Grohl cites ’70s slashers and the strange Americana of David Lynch films as key inspirations, and their influence is woven throughout the album. Her appreciation for the cinematic is immediately apparent, whether it’s the endless highway drift of “Bug In The Cake” or the unsettling imagery of “Pool Of My Dreams,” where she describes being waterboarded on the shore among the river reeds.

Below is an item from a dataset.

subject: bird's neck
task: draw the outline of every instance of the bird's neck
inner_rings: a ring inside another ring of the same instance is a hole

There are easy comparisons to be made with artists like PJ Harvey and Juliana Hatfield in Grohl’s fascination with precise visual symbolism. On “THUM,” which she wrote by extracting slogans from a bottle of anti nail-biting polish, and “595,” which uses the slogan from a vintage T-shirt to cast herself as a phone sex operator, Grohl accesses a form of oblique storytelling that feels both playful and unsettling. Her writing can at times feel like peering through fan blades at a picture book being torn apart. While the quality of her lyricism occasionally waxes and wanes, she does her best work when anchored to an object or visual prompt, relying less on the broader motifs that occasionally soften her more personal material.

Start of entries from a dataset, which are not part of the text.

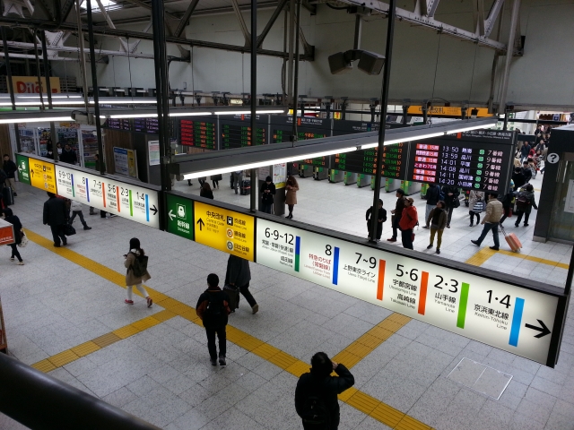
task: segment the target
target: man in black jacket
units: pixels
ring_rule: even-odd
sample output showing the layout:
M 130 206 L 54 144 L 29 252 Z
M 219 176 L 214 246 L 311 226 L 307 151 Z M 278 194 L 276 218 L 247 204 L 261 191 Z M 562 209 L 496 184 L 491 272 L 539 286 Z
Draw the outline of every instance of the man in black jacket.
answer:
M 299 378 L 295 389 L 295 409 L 303 420 L 304 429 L 339 427 L 337 395 L 352 387 L 355 378 L 343 365 L 329 359 L 324 352 L 311 358 L 311 372 Z M 331 376 L 335 371 L 338 376 Z
M 253 314 L 257 314 L 259 310 L 259 305 L 249 291 L 249 281 L 251 280 L 251 271 L 249 270 L 249 262 L 230 254 L 227 261 L 227 271 L 225 272 L 225 285 L 230 285 L 236 289 L 239 288 L 239 292 L 251 306 Z
M 64 199 L 58 199 L 54 193 L 48 192 L 48 199 L 44 202 L 44 225 L 50 226 L 54 246 L 60 246 L 60 238 L 64 246 L 67 245 L 65 235 L 64 235 L 64 225 L 66 220 L 65 202 Z
M 440 187 L 436 184 L 429 184 L 427 189 L 427 206 L 425 208 L 424 219 L 429 219 L 430 211 L 437 207 L 437 203 L 440 200 Z M 422 226 L 422 228 L 429 228 L 429 225 Z
M 275 195 L 275 185 L 271 180 L 271 176 L 265 177 L 265 183 L 261 185 L 261 201 L 263 203 L 263 211 L 265 213 L 271 213 L 271 208 L 273 207 L 273 196 Z
M 16 194 L 16 176 L 15 172 L 18 170 L 16 167 L 16 163 L 14 163 L 12 159 L 10 159 L 10 156 L 8 154 L 4 154 L 4 163 L 2 165 L 2 168 L 4 172 L 6 174 L 8 178 L 5 180 L 5 185 L 12 187 L 13 191 L 13 195 L 18 195 Z M 1 187 L 0 187 L 1 188 Z
M 212 366 L 217 366 L 217 347 L 215 334 L 219 339 L 219 366 L 224 366 L 227 353 L 227 325 L 230 297 L 219 288 L 219 277 L 215 273 L 207 276 L 207 289 L 199 297 L 196 305 L 196 314 L 201 318 L 207 334 L 207 349 Z
M 59 157 L 60 161 L 63 163 L 77 164 L 78 162 L 78 157 L 75 155 L 75 150 L 74 150 L 68 143 L 64 146 L 64 150 Z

In places, Grohl retains echoes of the music she grew up around. Tracks like “Big Memory” play like a refreshed Foo Fighters song, but she’s equally interested in pushing beyond those familiar touchstones, drawing from pop, trip-hop, punk, and grunge in equal measure. Be Sweet to Me is cohesive, smart, and incredibly fun. More importantly, it feels like the work of an artist already developing a distinct voice rather than simply inheriting a legacy. For a debut this assured, the possibilities ahead seem wide open.